March 27, 2012
This is the fourth entry in a six-part series focused on exploring five of the key areas of opportunity for better pricing in the chemical industry
The chemicals industry is a notoriously cyclical business, and in recent years, raw materials cost volatility has become the new normal. As the price of key raw materials rises and falls daily – sometimes significantly – it makes it difficult for sellers and their buyers to agree on what the “market price” really is.
Here are some thoughts on ways to manage for profit, despite the volatility and unpredictability of your raw materials.
Agility in Pricing Updates
Make sure you can execute mass price changes well and with as little time as possible wasted on administrative tasks. By utilizing your product hierarchies, product groups, or attributes (like raw materials content flags), Vendavo can automatically select any applicable customer price record that you may want to change. For instance, some Vendavo customers will use select product attributes like “contains XYZ” material as way to grab every record out there for products where the raw materials costs have been impacted significantly.
Once you’ve identified the right subset of your business where the price change will occur, choose which type of price move this will be – a product price change (most likely), a new or changed surcharge, etc. Next, designate the actual amount of the price change(s) and model the potential impact this will have given your new costs as well – a predicted price waterfall is an excellent tool for that as well.
Formula & Index-Based Pricing
Consider where you can benefit from using formula-based or index-based pricing. Many chemicals companies do this today in various forms, and it can be an effective way to mitigate the risk of volatile feedstock costs. In this situation, the buyer and seller agree to a formula which takes 3rd party published price or cost data from a reliable source like IHS, and then adds (or removes) some component to capture factors to account for the supplier’s processing costs, any market advantages, etc. Typically the formula is negotiated annually, and the actual prices charged are updated monthly, but could be updated more or less frequently.
While formula-based prices can significantly help mitigate the risk of cost volatility, there are some challenges or considerations that go along with them:
- These formulas can be cumbersome to manage. We often see these being maintained in Excel spreadsheets with VLOOKUPs etc. Once the latest index data is available, the formulas need to be recalculated, and finally… uploaded into your ERP system.
- Due to the human intervention, there are opportunities to make mistakes in formulas and calculations. that can result in significant invoice errors, creating more work as you need to identify where the errors were made and who owes who how much money.
- And finally, this can reduce the pricing conversation to a primarily cost-plus conversation – not an ideal position in many cases.
The key is to think about how you can use these as a competitive advantage.
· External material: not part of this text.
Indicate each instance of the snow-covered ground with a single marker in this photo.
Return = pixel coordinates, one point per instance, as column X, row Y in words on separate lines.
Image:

Here are some best practices we’ve seen in utilizing formula-based pricing in chemicals:
Don’t try to use formula pricing in all cases. They may make sense on products which are more commodity-like and you have little pricing power. But where you have a specialty product that is unique or enjoys competitive advantages, then formula pricing may leave money on the table. In other cases, your service costs could be more of a problem than your raw materials costs, so be careful to include that into your pricing model as well.
- Leverage with large or sophisticated customers. Most customers with a large spend in your products will require you to price tied to a formula. When this is the case, think about the value, over and above the underlying index, that you are delivering to that customer, so that the initial price that is set is the right price. Remember, you may have to live with this price for years.
- If your product is really a blend or bill of materials, consider building a weighted formula that incorporates an approximation of the blend itself.
- Consider non-material indices as well. For instance, if you’re working with a base material that requires a lot of energy to convert, refine, etc. you may need to consider an index that would act as a proxy for your power costs, like natural gas.
- Lastly, strive to manage formulas centrally, but still give sales the ability to negotiate. By using the waterfall, you can account for both the adjustment made by the formula itself, AND any additional adjustment made by the sales team. This helps keep track of leakage and precisely where it came from. Some Vendavo customers have leveraged the concept of a “formula price library” where approved formulas are created by central roles like product management, and then they are used by sales. This reduces the risk of “formula proliferation”.
In summary, while volatile raw materials costs will likely continue to be the new normal for the chemicals industry, by employing best practices and the tools to enable them, you can effectively manage profit for your organization.